We present several algorithms for evaluating point containment in constructive solid geometry (CSG) trees with unbounded primitives. Three algorithms are presented based on postfix, prefix, and infix notations of the CSG binary expression tree. We show that prefix and infix notations enable short-circuiting logic, which reduces the number of primitives that must be checked during point containment. To evaluate the performance of the algorithms, each algorithm was implemented in the OpenMC Monte Carlo particle transport code, which relies on CSG to represent solid bodies through which subatomic particles travel. Two sets of tests were carried out. First, the execution time to generate a high-resolution rasterized image of a 2D slice of a detailed CSG model of the ITER tokamak was measured. Use of both prefix and infix notations offered significant speedup over the postfix notation that has traditionally been used in particle transport codes, with infix resulting in a 6$\times$ reduction in execution time relative to postfix. We then measured the execution time of neutron transport simulations of the same ITER model using each of the algorithms. The results and performance improvements reveal the same trends as for the rasterization test, with a 4.59$\times$ overall speedup using the infix notation relative to the original postfix notation in OpenMC.

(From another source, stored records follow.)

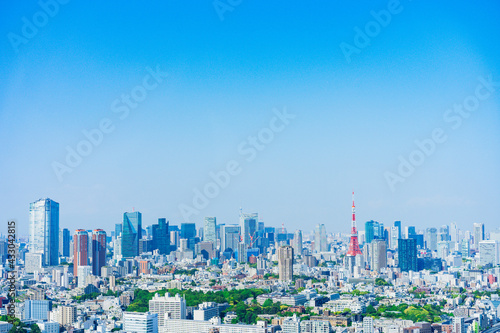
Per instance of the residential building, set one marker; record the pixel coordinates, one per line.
(136, 322)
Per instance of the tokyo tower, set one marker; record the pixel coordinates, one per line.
(354, 249)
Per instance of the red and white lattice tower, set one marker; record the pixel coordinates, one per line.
(354, 249)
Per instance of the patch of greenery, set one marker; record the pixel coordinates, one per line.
(415, 313)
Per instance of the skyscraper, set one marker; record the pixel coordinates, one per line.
(80, 250)
(161, 236)
(397, 224)
(407, 255)
(248, 224)
(465, 248)
(118, 229)
(443, 249)
(393, 243)
(297, 242)
(64, 240)
(285, 263)
(489, 253)
(378, 254)
(478, 234)
(188, 230)
(354, 249)
(98, 251)
(209, 227)
(131, 233)
(431, 239)
(369, 231)
(44, 230)
(230, 237)
(320, 244)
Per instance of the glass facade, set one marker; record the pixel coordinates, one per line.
(131, 233)
(44, 230)
(407, 255)
(209, 227)
(248, 224)
(161, 236)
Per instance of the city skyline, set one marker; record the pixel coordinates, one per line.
(237, 221)
(277, 105)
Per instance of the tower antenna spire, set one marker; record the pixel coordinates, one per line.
(354, 249)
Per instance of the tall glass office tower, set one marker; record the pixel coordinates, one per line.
(64, 241)
(98, 251)
(44, 230)
(248, 225)
(131, 233)
(209, 227)
(161, 236)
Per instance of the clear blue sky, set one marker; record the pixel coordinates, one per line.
(353, 119)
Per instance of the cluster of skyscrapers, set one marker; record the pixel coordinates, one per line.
(89, 250)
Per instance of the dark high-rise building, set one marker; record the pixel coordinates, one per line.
(407, 255)
(44, 230)
(209, 227)
(98, 251)
(188, 230)
(419, 238)
(118, 229)
(161, 236)
(230, 238)
(373, 230)
(80, 250)
(397, 224)
(4, 253)
(431, 239)
(131, 233)
(248, 227)
(369, 231)
(64, 240)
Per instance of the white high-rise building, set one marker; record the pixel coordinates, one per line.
(209, 234)
(320, 243)
(378, 254)
(489, 253)
(135, 322)
(285, 263)
(167, 307)
(394, 236)
(83, 272)
(368, 325)
(297, 242)
(248, 225)
(478, 234)
(230, 237)
(44, 230)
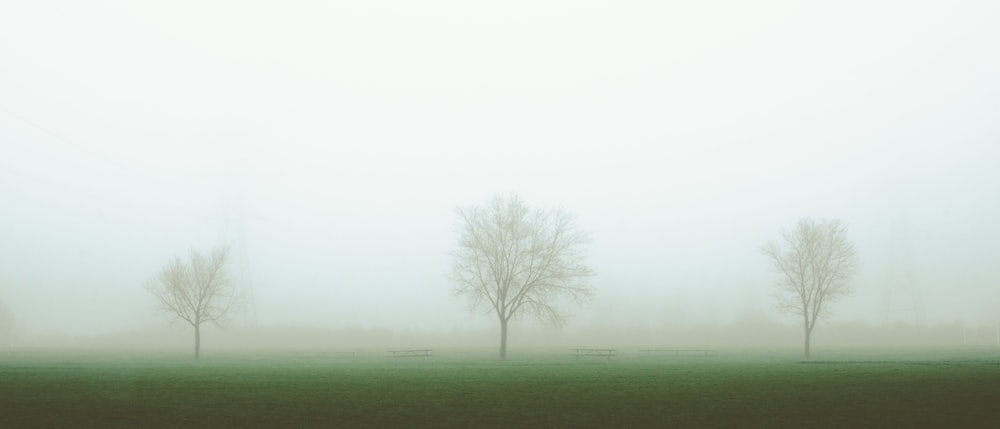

翻译：本文提出了几种用于评估包含无界图元的构造实体几何（CSG）树中点包含判定的算法。基于CSG二叉表达式树的后缀、前缀和中缀表示法，我们提出了三种算法。研究表明，前缀和中缀表示法能够实现短路逻辑，从而减少点包含判定过程中需要检查的图元数量。为了评估算法的性能，每种算法均在OpenMC蒙特卡洛粒子输运程序中实现，该程序依赖CSG来表示亚原子粒子穿行的实体几何。我们进行了两组测试。首先，测量了生成ITER托卡马克详细CSG模型二维切片的高分辨率栅格化图像的执行时间。使用前缀和中缀表示法相比传统粒子输运程序中使用的后缀表示法均实现了显著加速，其中中缀表示法相对于后缀表示法使执行时间减少了6倍。随后，我们使用每种算法测量了同一ITER模型的中子输运模拟执行时间。结果与性能改进趋势与栅格化测试一致，在OpenMC中使用中缀表示法相对于原始后缀表示法实现了整体4.59倍的加速。